Drew has never seen photos of the car. He and his two friends talked about the accident a lot, but never discussed anything specific. Firth was the only one who saw the crash coming. He pulled the pillow he was holding over his face and ducked.
"He didn't tell me anything about it. I didn't want to hear anything about it," Drew said. "He saw it all. He got the roughest deal out of all of us."
When he returned home, Drew was allowed outside only for doctor checkups. He did exercises to work on his balance and experienced some short-term memory loss. Drew said he still randomly forgets things, but it's not as bad as it once was.
Luckily, Drew and his friends got to experience their senior year of high school. His best memory is his first winning basketball season.
"Nobody had faith in us at all. And then we started selling out the games. That was a lot of fun," he said. "Golf was a lot of fun. Dances were a lot of fun. And then just getting out of high school was definitely solid.

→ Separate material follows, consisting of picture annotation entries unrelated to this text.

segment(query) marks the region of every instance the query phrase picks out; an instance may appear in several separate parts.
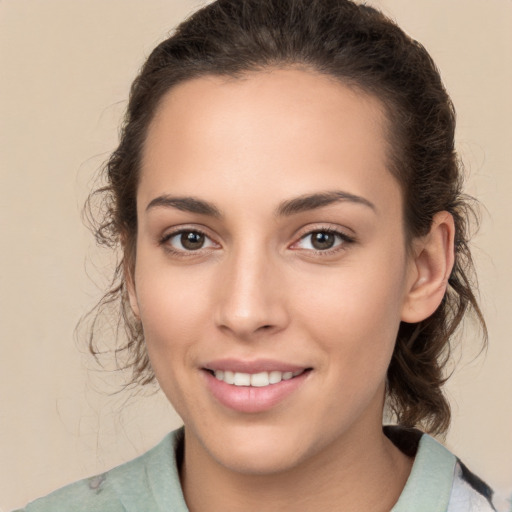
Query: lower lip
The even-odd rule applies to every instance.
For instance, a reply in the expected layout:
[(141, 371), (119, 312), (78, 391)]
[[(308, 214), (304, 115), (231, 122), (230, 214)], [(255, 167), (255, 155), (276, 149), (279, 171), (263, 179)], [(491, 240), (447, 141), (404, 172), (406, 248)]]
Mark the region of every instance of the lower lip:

That was amazing."
He wanted to go to a big university but preferred to leave the state, so he chose to become a Rebel and attended summer classes.
He's going through Brett Favre-like withdrawals now that his sport-playing days are over, so he lives vicariously through video games. He likes to compete as Georgia on NCAA Football 09 with his roommate. The Bulldogs are ranked just as high on the game as they are in real life.
"We were playing that a lot just so we could talk trash to the Ole Miss people," he said.
When Drew returns to school Aug. 25, he will drive past the scene of the accident. He said he doesn't notice it. Still, Wright's most recent e-mail reveals how quickly it could have all gone the other way.
On July 25, 2008, she wrote to Andy Landers, "How is everyone?? Especially my Drew? ... I had a really bad young man for a patient last week, the same injuries as Drew, they were also from Georgia. ... sadly this young man died en route to Grady. Since that night last week I have had you all on my mind and so thankful for our good story!"